At the moment we don’t know the best way to help people who have sexual problems that are associated with taking antipsychotic medication. One possible option is to change to a different medication but we don’t know if this will help as it hasn’t been tested in a big research study. In the REMEDY study we offer all people who have sexual problems that are associated with taking antipsychotic medication advice and support aimed at helping improve their sexual functioning. In addition to this we arrange for half the people in the study to switch to a different medication and half to stay on their existing medication to see if there is a difference between the two groups.
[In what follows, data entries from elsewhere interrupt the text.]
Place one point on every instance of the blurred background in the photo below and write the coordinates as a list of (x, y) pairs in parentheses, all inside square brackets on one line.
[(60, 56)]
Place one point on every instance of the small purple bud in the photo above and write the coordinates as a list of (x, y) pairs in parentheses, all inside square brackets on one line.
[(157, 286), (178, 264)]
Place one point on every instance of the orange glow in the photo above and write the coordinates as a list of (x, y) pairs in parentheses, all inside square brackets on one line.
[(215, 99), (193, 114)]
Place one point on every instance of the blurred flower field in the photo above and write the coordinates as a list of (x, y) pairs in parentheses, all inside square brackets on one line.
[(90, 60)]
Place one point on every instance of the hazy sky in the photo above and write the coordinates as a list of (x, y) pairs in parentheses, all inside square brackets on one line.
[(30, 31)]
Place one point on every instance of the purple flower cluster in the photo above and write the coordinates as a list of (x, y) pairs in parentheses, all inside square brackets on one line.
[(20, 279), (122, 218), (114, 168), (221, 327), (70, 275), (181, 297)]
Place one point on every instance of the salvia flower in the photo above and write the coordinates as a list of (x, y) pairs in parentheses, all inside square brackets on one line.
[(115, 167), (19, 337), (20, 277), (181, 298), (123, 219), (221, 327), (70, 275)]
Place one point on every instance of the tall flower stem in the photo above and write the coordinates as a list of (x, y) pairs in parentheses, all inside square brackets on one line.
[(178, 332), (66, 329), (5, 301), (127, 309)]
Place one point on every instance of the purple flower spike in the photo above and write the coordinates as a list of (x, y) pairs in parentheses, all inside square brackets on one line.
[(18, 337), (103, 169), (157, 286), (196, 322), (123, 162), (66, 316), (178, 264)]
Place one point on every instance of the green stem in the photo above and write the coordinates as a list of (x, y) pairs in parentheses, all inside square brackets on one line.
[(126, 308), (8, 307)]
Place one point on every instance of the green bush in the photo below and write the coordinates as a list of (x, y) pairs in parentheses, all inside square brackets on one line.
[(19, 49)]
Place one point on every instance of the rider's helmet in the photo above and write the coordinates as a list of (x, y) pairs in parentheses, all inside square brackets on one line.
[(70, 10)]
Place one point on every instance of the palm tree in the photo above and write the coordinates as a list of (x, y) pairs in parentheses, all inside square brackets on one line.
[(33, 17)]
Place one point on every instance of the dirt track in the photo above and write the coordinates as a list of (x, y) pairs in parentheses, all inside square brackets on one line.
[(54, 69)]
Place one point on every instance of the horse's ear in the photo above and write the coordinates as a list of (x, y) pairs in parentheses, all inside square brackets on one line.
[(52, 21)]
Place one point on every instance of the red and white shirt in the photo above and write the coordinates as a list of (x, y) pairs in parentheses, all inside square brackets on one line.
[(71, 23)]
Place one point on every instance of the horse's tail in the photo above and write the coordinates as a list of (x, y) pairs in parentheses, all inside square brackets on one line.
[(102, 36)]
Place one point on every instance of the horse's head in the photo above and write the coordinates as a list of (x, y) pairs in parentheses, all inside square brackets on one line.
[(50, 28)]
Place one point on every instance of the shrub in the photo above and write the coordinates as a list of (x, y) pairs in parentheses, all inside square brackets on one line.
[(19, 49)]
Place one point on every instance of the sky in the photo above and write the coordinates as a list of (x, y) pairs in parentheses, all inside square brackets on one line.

If you are interested in taking part please contact: Lauren.email@example.com
European Prevention of Alzheimer’s Dementia – EPAD
Alzheimer’s disease is a progressive degenerative disease that results in a loss of brain cells. It is the most common form of dementia in the elderly. According to the World Alzheimer Report 2016
, there were 46.8 million people worldwide living with dementia in 2015 and this number will reach 131.5 million in 2050. There is now compelling evidence that Alzheimer’s disease takes hold in the brain decades before dementia symptoms appear, providing a window of opportunity for preventative intervention. As a result, today’s research increasingly focuses on this pre-symptomatic phase, with the aim of delaying or preventing the disease. This study is looking for healthy volunteers over the age of 50 to carry out a number of tests that determine predictors of risk for dementia.If you are interested in taking part, please contact: Genevieve.Morrison@westlondon.nhs.uk
EISAI – Early Alzheimer’s Dementia The purpose of the study is to find out if an investigational medicine called elenbecestat (E2609) is effective for the treatment of Early Alzheimer’s disease when compared with a placebo. People with Alzheimer’s Disease or AD have an abnormal build-up of protein known as amyloid in their brain which is thought to lead to the memory loss and decline in other mental processes which worsen over time. Elenbecestat (E2609) is being developed to potentially reduce the amount of this protein build-up in the brain and thereby slow the progression of AD and the associated memory loss.If you have mild cognitive impairment due to AD, or mild AD and are aged between 50 to 85 years old, you may be suitable to take part.